Programming Social Processes with Action Languages
A social process is a joint of activities (business, poitical, administrative and so on) performed in a social context. It can be a computational society when a :SocialMiddleware is provided and it can be programmed as a first-class social connector (:SocialInteraction). The abstract machine for the SOcialMiddleware they use action languages (C+): a declarative language to specify structure and dynamics, based upon a propositional, non-monotonic, causal logic, and Ccalc tool (SAT solver).
The social middleware is defined through a set of sorts, objects, fluents, actions, variables and axioms. But to reduce the complexity of these specifications they make a sort-oriented specification. He explains using a tennis match example how the society can be modelled.
WIth all that, a programming language for agent societies can be defined (SPEECH: a societal programming language – www.speechlang.org).
Representing and Reasoning about Norm-Governed Organisations with Semantic Web Languages
SW languages are more limited, but they offer a stardard language (open), advantadges in reasoning (decidability and optimized reasoners). They want to capture roles and role classification, institutionalised powers, normative systems, violations and temporal relationships (hey…. just as I want!!! I have to read it carefully). OWL and SWRL extended for temporal relations (SWRLTab editor) for before, after and during (–> converted into PDDL).
They define permissions, abbligations and permision for roles and inheritance of norms.
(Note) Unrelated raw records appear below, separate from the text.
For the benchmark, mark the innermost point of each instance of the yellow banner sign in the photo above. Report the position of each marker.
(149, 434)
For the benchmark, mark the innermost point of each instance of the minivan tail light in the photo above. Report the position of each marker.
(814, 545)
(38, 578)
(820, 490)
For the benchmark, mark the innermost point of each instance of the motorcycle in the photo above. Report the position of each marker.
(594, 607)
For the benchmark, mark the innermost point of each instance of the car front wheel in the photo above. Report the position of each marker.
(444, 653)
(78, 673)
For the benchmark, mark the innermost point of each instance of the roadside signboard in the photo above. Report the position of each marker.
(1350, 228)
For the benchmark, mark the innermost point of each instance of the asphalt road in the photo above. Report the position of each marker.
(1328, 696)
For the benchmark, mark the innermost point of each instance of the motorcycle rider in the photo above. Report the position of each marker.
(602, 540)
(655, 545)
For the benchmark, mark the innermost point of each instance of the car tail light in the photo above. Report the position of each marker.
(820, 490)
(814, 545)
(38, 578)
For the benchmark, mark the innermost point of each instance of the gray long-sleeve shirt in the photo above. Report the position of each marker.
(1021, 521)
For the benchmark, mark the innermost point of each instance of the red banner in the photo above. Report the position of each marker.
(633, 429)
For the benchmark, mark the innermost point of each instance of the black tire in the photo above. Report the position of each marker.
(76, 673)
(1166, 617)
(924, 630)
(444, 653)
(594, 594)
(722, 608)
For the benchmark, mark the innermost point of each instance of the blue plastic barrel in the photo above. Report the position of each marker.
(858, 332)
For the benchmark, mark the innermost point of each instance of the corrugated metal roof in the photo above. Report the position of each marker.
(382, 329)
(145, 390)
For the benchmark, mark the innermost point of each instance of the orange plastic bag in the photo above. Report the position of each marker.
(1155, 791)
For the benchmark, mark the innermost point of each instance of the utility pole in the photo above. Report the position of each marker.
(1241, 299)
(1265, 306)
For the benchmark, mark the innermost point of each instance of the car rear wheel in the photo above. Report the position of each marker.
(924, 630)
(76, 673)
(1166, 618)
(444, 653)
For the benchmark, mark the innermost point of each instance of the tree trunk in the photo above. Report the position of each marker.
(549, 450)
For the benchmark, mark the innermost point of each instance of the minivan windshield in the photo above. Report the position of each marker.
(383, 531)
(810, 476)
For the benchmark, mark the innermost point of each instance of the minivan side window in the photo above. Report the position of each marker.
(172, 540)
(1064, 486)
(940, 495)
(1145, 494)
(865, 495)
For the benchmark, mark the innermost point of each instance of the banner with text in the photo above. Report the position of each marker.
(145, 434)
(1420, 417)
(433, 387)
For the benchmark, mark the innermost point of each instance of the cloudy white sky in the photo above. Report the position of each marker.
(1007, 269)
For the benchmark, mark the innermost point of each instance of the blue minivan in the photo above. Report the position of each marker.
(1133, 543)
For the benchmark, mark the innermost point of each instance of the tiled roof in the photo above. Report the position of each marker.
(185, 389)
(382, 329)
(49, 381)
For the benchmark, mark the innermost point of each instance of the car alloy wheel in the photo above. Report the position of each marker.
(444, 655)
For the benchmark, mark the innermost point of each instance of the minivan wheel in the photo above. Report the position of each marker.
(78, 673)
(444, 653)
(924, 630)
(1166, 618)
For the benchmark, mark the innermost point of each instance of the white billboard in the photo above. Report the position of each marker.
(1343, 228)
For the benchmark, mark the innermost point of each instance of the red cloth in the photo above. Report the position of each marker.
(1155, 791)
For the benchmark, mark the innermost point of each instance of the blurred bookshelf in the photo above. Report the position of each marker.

You can override them if you need more especific norms. There’re general rules form norms (ex. if an act is permitted then it’s not prohibited / if an act is obligatory the it’s permitted… ) Other cocept modelled is «power» (a role has the powerto execute an action). Norms can have conditions and deadlines, but the DL reasoner has to be extended to del with temporal relationships (this can be an interesting work to do) To detect violations, the system can check if an agent triesto perform an act that is prohibited. That can be detected automatically by the reasoner.
But we can reason an inconsistent ontology by tolerating contradictions (that’s interesting for open systems or self-organising systems)
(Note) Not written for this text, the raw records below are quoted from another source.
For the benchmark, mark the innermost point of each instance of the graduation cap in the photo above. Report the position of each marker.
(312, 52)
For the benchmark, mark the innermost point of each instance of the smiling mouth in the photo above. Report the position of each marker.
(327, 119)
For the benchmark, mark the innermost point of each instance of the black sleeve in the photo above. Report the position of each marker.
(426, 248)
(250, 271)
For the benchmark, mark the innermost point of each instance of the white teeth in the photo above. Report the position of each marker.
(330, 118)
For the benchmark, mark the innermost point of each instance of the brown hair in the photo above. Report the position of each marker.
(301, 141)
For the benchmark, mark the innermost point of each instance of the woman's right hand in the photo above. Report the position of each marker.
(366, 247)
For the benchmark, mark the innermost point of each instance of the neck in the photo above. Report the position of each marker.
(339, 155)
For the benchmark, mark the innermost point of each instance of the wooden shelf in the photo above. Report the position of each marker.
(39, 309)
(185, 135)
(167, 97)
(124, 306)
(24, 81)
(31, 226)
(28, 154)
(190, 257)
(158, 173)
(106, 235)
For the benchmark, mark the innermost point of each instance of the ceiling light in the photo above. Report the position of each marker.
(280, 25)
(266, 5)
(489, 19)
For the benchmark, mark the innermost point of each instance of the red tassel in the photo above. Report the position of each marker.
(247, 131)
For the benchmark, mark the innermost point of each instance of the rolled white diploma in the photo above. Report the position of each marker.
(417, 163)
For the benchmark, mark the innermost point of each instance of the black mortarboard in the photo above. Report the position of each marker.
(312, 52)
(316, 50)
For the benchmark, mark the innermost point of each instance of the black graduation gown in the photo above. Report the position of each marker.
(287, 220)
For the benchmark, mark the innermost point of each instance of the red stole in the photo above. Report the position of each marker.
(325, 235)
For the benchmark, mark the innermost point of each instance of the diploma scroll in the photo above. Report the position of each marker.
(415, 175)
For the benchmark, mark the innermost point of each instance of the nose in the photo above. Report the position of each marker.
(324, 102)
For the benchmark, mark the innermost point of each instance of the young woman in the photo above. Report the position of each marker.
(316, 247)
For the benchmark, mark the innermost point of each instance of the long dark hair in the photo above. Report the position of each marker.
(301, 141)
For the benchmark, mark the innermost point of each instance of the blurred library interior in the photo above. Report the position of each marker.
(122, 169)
Limitations (comparing with event calc.): only binary operators, static knowledge, no modifications
On Partial Deductions and Conversational Agents
Many times, human conversations include more information that a simple yes/no answer, so if agents want to interact with human complex conversation schemes have to be included in their mental state.
The mental state of an agent is formed by a ….., a …. and a set of rules. Goals are facts that agents want to be solve. THe input and the output interface are set of facts. Agents communicate using an own simple speech act messages. Interface engine os based on rle specialisation uses an approximate reasoning context and the true value is not binary, but a fuzzy one.
Examples to show the mentak state cycle and hoe agents communicates to complete their information.